Defects of bread concern nepromes, temper, plesneve-nie. nepromes, representing lumps neprome-shannoj torments in a crumb, it is formed at insufficient hashing of a flour in the course of test preparation. Presence badly digested nepromesa reduces food value of bread.
At the lowered temperature hlebopechenija temper can be formed. It is localised at the bottom crust more often and represents a layer dense besporistogo a ball teeming, looking like nepropechennogo the test.
At bread storage in close, badly aired warehouse with the considerable temperature drops of air promoting humidifying of a surface of bread, on it develop plesnevye mushrooms. Such bread is unsuitable for the use in food.
At long storage bread hardens. CHerstvenie breads is the difficult physical and chemical process consisting in ageing starched kolloida at which the part of the water connected by starch, passes in klejkovinu. This process is reversible at heating.
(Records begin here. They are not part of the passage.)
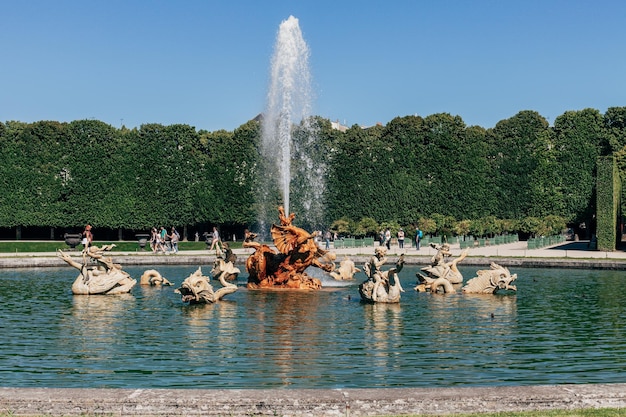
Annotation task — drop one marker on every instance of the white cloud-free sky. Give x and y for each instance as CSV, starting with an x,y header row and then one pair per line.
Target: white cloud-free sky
x,y
206,63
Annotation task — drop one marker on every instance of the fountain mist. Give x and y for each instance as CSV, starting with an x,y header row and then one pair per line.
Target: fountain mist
x,y
288,110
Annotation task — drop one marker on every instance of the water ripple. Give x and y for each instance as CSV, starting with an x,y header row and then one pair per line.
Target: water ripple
x,y
561,327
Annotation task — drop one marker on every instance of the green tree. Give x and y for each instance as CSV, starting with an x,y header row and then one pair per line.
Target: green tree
x,y
514,158
578,141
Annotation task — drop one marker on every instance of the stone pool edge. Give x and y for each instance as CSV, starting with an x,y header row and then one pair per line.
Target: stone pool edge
x,y
307,402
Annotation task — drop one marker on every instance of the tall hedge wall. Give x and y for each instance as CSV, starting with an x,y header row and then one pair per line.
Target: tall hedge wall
x,y
608,203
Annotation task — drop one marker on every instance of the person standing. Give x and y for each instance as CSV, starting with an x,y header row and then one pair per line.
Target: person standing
x,y
216,238
388,238
174,238
87,238
401,238
418,237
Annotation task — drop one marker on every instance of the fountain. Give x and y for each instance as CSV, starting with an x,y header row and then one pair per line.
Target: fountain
x,y
287,133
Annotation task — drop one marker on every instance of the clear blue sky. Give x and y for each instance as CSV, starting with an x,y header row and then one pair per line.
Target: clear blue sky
x,y
206,63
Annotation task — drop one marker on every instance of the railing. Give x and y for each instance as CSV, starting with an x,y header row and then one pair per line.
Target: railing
x,y
350,242
542,242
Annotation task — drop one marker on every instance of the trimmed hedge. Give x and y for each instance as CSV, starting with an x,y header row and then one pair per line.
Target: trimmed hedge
x,y
608,191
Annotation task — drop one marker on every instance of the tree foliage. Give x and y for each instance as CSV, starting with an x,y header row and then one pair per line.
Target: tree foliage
x,y
427,171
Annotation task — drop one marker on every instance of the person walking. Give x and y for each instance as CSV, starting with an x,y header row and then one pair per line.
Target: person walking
x,y
174,238
216,239
418,237
388,238
87,237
Bread can change the properties and under the influence of microorganisms. So, at bread defeat sporonosnymi microorganisms, in particular a potato stick (V mesentericus), illness of bread develops potato, or ' viscous '. Enzymes of a potato stick, splitting fibers and bread starch, cause organolepticheskoyo crumb change. As a result it darkens, becomes sticky, viscous and gets a specific, unpleasant smell. Potato illness arises ^ the white bread which low acidity favours to development of a potato stick. Besides low acidity occurrence of potato illness is promoted by the raised humidity of bread and its slow cooling. The bread amazed with potato illness, is unsuitable for the food purposes as possesses unsatisfactory organolepticheskimi properties and can cause infringement of functions of the food channel, vomiting, a nausea, a diarrhoeia.
For the prevention of potato illness decrease in its humidity and fast cooling of the baked bread is recommended podkislenie the test dairy acid (0,1-0,2%).
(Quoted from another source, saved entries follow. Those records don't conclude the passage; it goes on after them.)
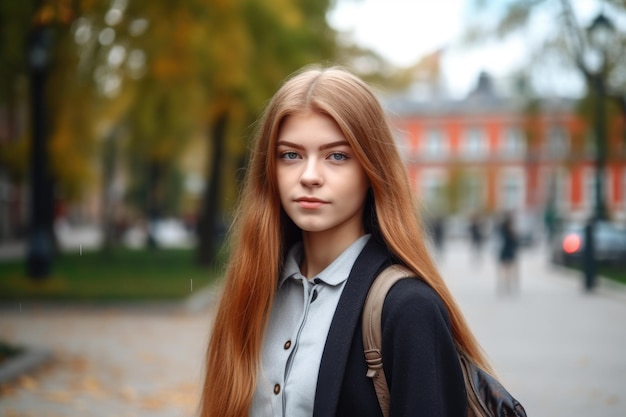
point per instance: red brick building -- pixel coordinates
(489, 154)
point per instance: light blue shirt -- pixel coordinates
(296, 334)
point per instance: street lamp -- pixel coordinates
(600, 34)
(40, 248)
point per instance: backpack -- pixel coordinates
(486, 397)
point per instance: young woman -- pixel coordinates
(326, 206)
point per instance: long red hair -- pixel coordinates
(262, 233)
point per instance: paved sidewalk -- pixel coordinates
(109, 362)
(559, 350)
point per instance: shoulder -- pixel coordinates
(414, 300)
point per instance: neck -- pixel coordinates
(321, 249)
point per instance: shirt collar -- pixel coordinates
(334, 274)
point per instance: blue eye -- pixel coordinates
(338, 156)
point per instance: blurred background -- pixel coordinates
(126, 123)
(125, 127)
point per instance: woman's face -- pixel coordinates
(321, 183)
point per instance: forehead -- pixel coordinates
(309, 128)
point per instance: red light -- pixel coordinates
(571, 243)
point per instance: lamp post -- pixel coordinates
(40, 245)
(600, 33)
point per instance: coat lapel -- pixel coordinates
(343, 325)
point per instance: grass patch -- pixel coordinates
(122, 274)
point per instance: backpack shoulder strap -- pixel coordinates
(372, 329)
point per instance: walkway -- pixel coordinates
(559, 351)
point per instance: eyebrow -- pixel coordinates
(324, 146)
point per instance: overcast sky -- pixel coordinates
(403, 31)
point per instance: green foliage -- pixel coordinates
(119, 275)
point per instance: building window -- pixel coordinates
(474, 143)
(513, 142)
(403, 141)
(589, 188)
(624, 189)
(563, 189)
(435, 144)
(434, 183)
(473, 192)
(557, 142)
(512, 192)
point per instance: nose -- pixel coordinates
(312, 175)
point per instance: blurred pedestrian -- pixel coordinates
(326, 206)
(508, 274)
(438, 232)
(476, 234)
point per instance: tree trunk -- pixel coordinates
(210, 207)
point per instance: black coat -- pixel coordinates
(420, 360)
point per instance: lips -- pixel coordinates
(310, 202)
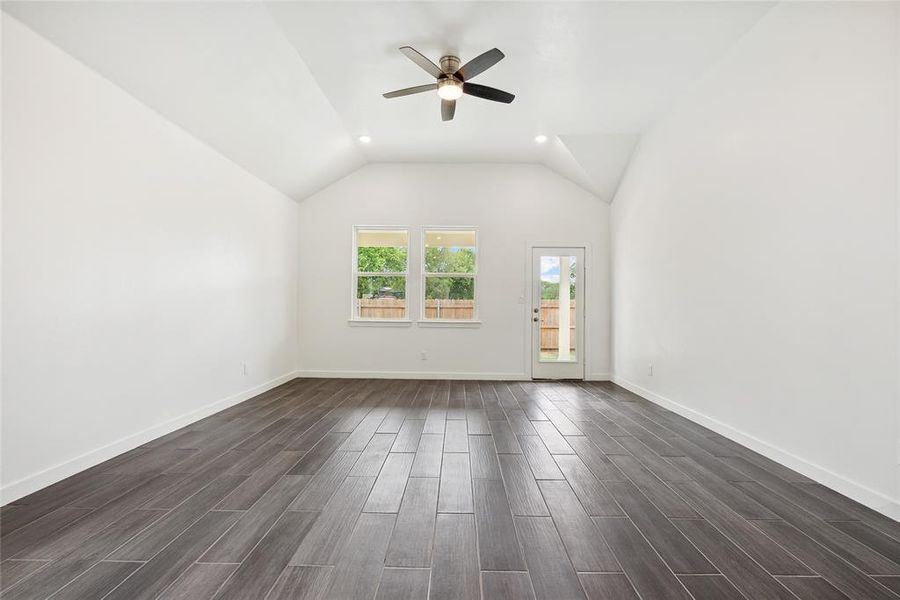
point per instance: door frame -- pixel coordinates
(528, 291)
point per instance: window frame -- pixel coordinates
(423, 321)
(355, 274)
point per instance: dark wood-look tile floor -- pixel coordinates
(345, 489)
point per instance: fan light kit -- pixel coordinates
(453, 80)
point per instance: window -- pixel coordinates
(381, 266)
(450, 267)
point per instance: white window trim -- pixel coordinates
(354, 320)
(462, 323)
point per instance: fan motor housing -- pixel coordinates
(449, 64)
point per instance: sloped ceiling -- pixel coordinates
(285, 88)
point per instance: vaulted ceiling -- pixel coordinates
(284, 89)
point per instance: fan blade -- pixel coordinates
(414, 90)
(415, 56)
(479, 64)
(448, 109)
(488, 93)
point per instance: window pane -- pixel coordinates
(381, 297)
(450, 298)
(557, 318)
(450, 251)
(381, 251)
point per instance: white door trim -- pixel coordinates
(526, 299)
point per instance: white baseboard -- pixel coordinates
(598, 377)
(32, 483)
(852, 489)
(415, 375)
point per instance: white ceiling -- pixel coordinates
(285, 88)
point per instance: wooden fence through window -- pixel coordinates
(461, 310)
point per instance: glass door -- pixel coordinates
(557, 313)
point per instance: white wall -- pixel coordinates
(510, 204)
(755, 248)
(140, 270)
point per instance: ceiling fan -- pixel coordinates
(453, 80)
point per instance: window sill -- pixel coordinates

White bread at storage in crude warehouse with air heat can sometimes become covered by mucous bright red stains. Such change of appearance of bread results from ability to live of a wonderful stick (V prodigiosus) which develops a bright red pigment. Low acidity of white bread favours to it. The bread amazed with chromogenic bacteria, is unsuitable in food. After removal of the amazed parts it can be used for manufacturing of crackers.
Physical and chemical indicators of high quality of bread are humidity, acidity and porosity. Norms of these indicators are provided GOST 21094 75; GOST 5670-51; GOST 5669-51.
The Increase in humidity and acidity of bread worsens its flavouring properties and reduces food value. The use of bread with the raised acidity can be the reason of an aggravation of diseases of bodies of digestion.
As Porosity of bread is called the volume of a time, the prisoner in 100 volume units of a crumb. Porosity of the premiums of white bread can reach 75% and above while at rye bread it does not exceed 55%.
Bread with the raised humidity and acidity and the lowered porosity is considered non-standard and it is not supposed in sale to the population. It can be used for preparation of crackers, grain kvass or comes back to processing for. Batches of the lowest grades of bread.